Summing up - Stop blaming National for the shortcomings in your programming.  Instead of looking at these rules as things you can't do - try to see the things you can do - and there are an awful lot.

 

That is one good perspective. But actually National does have some control of the program and it starts with membership. 

 

I realize and understand the complexities of today's culture and the survival of a values program in the middle of it, but we have to be realistic with the sacrifices that come with large program changes. I got involved as an adult leader right after the induction of female troop leaders and I have watched the program continually become less adventurous. Not because women are considered the weaker sex or whatever, but because they were a massive induction of inexperienced campers and scouts. Lets be realistic, you can't teach what you do not know.

 

Now there is a discussion of bringing in girls on another forum. OK, I understand that National hasn't said anything official, sometimes these threads just happen. And I also understand that admitting youth females is not about bringing in more inexperienced adults, but actually it is. Just like dads who like to be part of their sons youth activities experiences, so do mothers with their daughters. Bringing in more female youth will increase the percentage of inexperienced adults. 

 

Anyone who has been working with other units the last 20 years knows that leaders without a scouting and camping experience struggle to put on a scouting and camping experience. I used to work with the adults of those units. But when you see the number of units who struggle with putting on an Aims and Methods program, the over all affect is adventure is down over the whole BSA program. Our PLC in 2000 scheduled at least two patrol campouts without the troop a year. They could do more if they wanted and they could do it without adults. A troop can't plan a campout without adults today. Big deal? Oh maybe not, but it is symbolic of the trend.

 

I used to teach an "Aims and Methods" course for adults, guess which adults struggled with the idea of patrols camping 300 ft. apart from each, as well as from the adults? Guess which adults struggled with scouts doing hikes without adults, much less 5 miles hikes? I remember adults walking out of the course in frustration because I kept giving them examples of how they could provide such a program even with all their ignorance and fears.

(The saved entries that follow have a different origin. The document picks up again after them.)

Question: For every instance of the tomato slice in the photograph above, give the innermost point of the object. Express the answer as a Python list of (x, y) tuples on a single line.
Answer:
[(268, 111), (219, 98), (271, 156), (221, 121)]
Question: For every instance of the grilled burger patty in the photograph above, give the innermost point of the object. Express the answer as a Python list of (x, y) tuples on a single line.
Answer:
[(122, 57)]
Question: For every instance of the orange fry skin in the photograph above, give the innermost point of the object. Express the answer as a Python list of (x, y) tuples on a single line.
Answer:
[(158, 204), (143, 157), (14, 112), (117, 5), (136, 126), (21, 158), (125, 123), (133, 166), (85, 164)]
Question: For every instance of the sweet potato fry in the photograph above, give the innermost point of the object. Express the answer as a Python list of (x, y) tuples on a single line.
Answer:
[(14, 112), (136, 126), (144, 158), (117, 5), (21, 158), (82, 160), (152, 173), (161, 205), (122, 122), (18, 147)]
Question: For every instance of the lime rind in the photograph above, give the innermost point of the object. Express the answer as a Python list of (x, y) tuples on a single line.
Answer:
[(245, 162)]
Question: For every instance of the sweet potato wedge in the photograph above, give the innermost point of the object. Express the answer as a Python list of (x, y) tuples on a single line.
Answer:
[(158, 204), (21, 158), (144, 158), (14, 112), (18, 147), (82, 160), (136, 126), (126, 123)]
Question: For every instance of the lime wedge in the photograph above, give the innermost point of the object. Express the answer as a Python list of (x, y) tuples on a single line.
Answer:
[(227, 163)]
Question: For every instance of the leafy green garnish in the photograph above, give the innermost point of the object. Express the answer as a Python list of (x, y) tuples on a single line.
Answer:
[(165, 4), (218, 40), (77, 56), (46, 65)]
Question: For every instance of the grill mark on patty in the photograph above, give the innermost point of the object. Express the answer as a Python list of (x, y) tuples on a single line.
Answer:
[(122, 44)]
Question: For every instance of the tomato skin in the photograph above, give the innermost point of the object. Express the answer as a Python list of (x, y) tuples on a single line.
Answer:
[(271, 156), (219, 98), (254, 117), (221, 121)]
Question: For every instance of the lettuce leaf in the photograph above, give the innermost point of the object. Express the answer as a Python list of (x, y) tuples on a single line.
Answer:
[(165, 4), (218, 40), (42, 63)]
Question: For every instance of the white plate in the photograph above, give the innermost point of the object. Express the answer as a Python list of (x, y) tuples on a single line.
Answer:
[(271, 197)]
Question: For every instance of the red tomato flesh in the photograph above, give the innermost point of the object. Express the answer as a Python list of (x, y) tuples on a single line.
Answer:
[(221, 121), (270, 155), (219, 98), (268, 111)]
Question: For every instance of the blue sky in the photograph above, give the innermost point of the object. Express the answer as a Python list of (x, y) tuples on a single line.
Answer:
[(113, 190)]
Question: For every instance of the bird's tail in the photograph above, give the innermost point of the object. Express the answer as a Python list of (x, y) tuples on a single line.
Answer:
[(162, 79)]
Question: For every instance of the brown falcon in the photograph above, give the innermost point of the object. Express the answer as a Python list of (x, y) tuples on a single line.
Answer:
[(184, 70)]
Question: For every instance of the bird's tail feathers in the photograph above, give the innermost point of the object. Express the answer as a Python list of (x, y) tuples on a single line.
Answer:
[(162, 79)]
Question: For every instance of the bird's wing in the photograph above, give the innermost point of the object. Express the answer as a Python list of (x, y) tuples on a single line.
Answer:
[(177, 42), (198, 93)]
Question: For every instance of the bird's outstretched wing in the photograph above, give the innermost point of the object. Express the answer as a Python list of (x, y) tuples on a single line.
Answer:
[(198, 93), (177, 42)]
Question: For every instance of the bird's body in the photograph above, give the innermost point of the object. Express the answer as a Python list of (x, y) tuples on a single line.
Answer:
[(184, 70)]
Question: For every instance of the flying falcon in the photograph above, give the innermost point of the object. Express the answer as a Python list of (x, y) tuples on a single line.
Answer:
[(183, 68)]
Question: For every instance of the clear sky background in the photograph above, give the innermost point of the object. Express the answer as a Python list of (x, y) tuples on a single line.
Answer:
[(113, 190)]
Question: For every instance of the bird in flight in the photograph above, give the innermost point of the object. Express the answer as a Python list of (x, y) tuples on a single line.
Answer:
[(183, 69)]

True Patrol Method camping is hard to imagine if you haven't seen it.

 

I am not turning this discussion into if girls should be admitted discussion. I'm only saying that National inadvertently drives out adventure with many of their program changes. As we get generation on generation of inexperienced adults taking over units, the expectation of adventure in the unit is being driven lower.  I retired as a scoutmaster about 15 years ago now. The program has changed enough that I would have to change some of how we did things then. And not for the better. Some of our best adventure experiences are in our troop program. But a lot of that started from experiences the adults had as a youth. 

 

I'm not sure how to keep the adventure up for the future troops. I worked with hundreds of adults in teaching them how to do this scouting stuff and many just don't trust it. It's a lot of work getting adults to let their scouts experience adventure just on a campout.